¡Pero benditos sean sus corazones y sus cejas que aquello no era nada para mi tío! Estaba tan habituado que aquello no era más que un simple juego de niños. Le he oído contar que cualquier día podía encontrarse con gentes de Dundee y volver luego a casa sin tambalearse; y eso, caballeros, que los habitantes de Dundee tienen una cabeza tan fuerte como su ponche, y probablemente no podrá encontrarse otro más fuerte entre los dos polos. He oído decir que un hombre de Glasgow y otro de Dundee bebieron uno frente al otro durante quince horas seguidas. Pudo saberse que ambos se sintieron sofocados en el mismo momento, pero con esa ligera excepción, caballeros, no se sentían peor por ello.
Una noche, a las veinticuatro horas de haber decidido embarcar para Londres, mi tío se detuvo en la casa de un antiguo amigo suyo, un tal alguacil Mac con cuatro sílabas detrás que vivía en la vieja ciudad de Edimburgo. Estaban allí la esposa del alguacil, las tres hijas del alguacil y el hijo ya mayor del alguacil, y tres o cuatro amigos escoceses robustos, de cejas pobladas y hombres prudentes que el alguacil había reunido para honrar a mi tío y ayudarle a alegrarse. Fue una cena gloriosa. Tomaron salmón ahumado, bacalao finlandés, cabeza de cordero y un «haggis» -un famoso plato escocés, caballeros, que mi tío solía decir que cuando lo veía en la mesa se le asemejaba mucho a un estómago de Cupido-, y aparte otras muchas cosas cuyos nombres he olvidado, pero que no obstante eran cosas muy buenas. Las muchachitas eran hermosas y agradables; la esposa del alguacil era una de las mejores personas que hayan vivido nunca, y mi tío estaba de un humor excelente. La consecuencia de ello fue que las jóvenes damas rieron entre dientes y sofocaron risitas, y que la dama mayor se rió estruendosamente, y el alguacil y los otros tipos rugieron hasta que se les puso el rostro colorado y aquello empezaba a resultar peligroso. No puedo recordar exactamente cuántos vasos de ponche de whisky se bebió cada uno después de la cena, pero lo que sí sé es que hacia la una de la mañana el hijo mayor del alguacil perdió el sentido cuando iba a iniciar el primer verso de una poesía popular, y como desde hacía una hora era el único otro hombre al que podía vérsele por encima de la mesa de caoba, a mi tío se le ocurrió que casi había llegado el momento de pensar en, irse, puesto que habían comenzado a beber a las siete de la tarde, para poder regresar a casa a una hora decente. Pero pensando que no sería muy cortés irse en ese momento, se levantó de la silla, mezcló otro vaso, lo alzó a su propia salud, dirigiéndose a sí mismo un discurso limpio y lleno de cumplidos, y se le bebió con gran entusiasmo. Como todavía nadie despertaba, mi tío se sirvió un poco más, pero esta vez sin agua, no fuera que el ponche le sentara mal, y llevándose violentamente las manos al sombrero, se lanzó a la calle.

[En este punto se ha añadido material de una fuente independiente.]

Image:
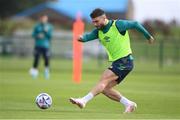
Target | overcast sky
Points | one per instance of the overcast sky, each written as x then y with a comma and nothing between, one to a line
157,9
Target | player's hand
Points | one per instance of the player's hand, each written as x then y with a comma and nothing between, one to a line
80,38
40,35
151,40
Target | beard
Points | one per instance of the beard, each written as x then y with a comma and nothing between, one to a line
99,26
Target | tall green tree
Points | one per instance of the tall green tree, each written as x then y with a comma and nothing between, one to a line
11,7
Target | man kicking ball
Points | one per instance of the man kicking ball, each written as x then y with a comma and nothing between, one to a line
113,35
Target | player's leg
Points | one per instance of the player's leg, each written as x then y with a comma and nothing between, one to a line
106,78
34,71
121,68
115,95
46,57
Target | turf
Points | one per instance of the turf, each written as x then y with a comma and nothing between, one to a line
157,92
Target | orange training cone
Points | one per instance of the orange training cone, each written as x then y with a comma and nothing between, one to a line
78,29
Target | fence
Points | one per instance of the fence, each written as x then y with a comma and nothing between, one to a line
165,50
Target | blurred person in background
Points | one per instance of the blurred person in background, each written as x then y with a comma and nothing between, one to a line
113,35
42,34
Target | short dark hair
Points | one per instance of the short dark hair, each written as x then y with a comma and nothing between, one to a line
97,12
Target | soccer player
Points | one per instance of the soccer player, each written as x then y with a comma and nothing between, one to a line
42,35
113,35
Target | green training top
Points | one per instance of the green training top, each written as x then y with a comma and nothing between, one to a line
42,33
116,44
122,26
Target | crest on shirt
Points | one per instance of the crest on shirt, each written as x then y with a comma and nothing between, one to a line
107,39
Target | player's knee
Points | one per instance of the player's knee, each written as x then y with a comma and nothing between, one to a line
106,92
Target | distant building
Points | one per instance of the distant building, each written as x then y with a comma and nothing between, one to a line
65,11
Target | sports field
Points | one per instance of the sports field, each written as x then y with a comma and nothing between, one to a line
157,92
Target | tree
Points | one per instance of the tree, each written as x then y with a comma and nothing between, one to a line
11,7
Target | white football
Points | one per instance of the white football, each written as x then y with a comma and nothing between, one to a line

Cuando mi tío cerró la puerta del alguacil hacía una noche ventosa, y sujetándose firmemente el sombrero sobre la cabeza, para impedir que el viento se lo llevara, se metió las manos en los bolsillos, miró hacia arriba y analizó brevemente el estado del tiempo. Las nubes pasaban por encima de la luna a la máxima velocidad: en algunos momentos la oscurecían totalmente, en otros permitían que brillara en todo su esplendor y arrojara su luz sobre todos los objetos de alrededor; después volvían a colocarse sobre ella, con mayor velocidad aún, y lo envolvían todo en la oscuridad.
– Realmente esto no va-dijo mi tío dirigiéndose al tiempo, como si se sintiera personalmente ofendido-. Esto no es en absoluto el tipo ideal de clima para mi viaje. No lo haré, a ningún precio -dijo mi tío en tono impresionante.
Y tras repetir aquello varias veces, recuperó el equilibrio con cierta dificultad -pues estaba bastante mareado por haber mirado hacia el cielo tanto tiempo- y comenzó a caminar alegremente.
La casa del alguacil estaba en Canongate, y mi tío se dirigía hacia el otro extremo de Leith Walk, un recorrido de algo más de dos kilómetros. A ambos lados de él, como lanzadas contra el cielo oscuro, había unas casas altas, esparcidas y delgadas, con las fachadas manchadas por el tiempo, y unas ventanas que parecían haber compartido el destino de los
ojos de los mortales y haberse oscurecido y hundido con la edad. Las casas tenían seis, siete y ocho pisos de altura; se apilaba un piso sobre el otro como los que hacen los niños con cartas de juego, lanzando sus sombras oscuras sobre la calle desaliñadamente pavimentada y volviendo más oscura la oscuridad de la noche. Había algunas lámparas de aceite, muy lejos unas de otras, pero sólo servían para indicar la entrada sucia a algún estrecho callejón o para señalar dónde una escalera comunicaba, mediante revueltas empinadas e intrincadas, con las casas de arriba. Mirando todas aquellas cosas con la actitud de un hombre que las ha visto a menudo antes, por lo que no podía considerarlas ahora dignas de fijar en ellas la atención, mi tío subió por mitad de la calle con un pulgar metido en cada uno de los bolsillos del chaleco permitiéndose de vez en cuando variadas estrofas cantadas con tan buen espíritu y voluntad que las gentes honestas y tranquilas se sobresaltaban y despertaban de su primer sueño y se quedaban temblando en la cama hasta que el sonido desaparecía en la distancia; una vez convencidas de que se trataba sólo de algún borracho inútil que trataba de encontrar el camino de regreso a su casa, volvían a taparse para estar calientes y se dormían otra vez.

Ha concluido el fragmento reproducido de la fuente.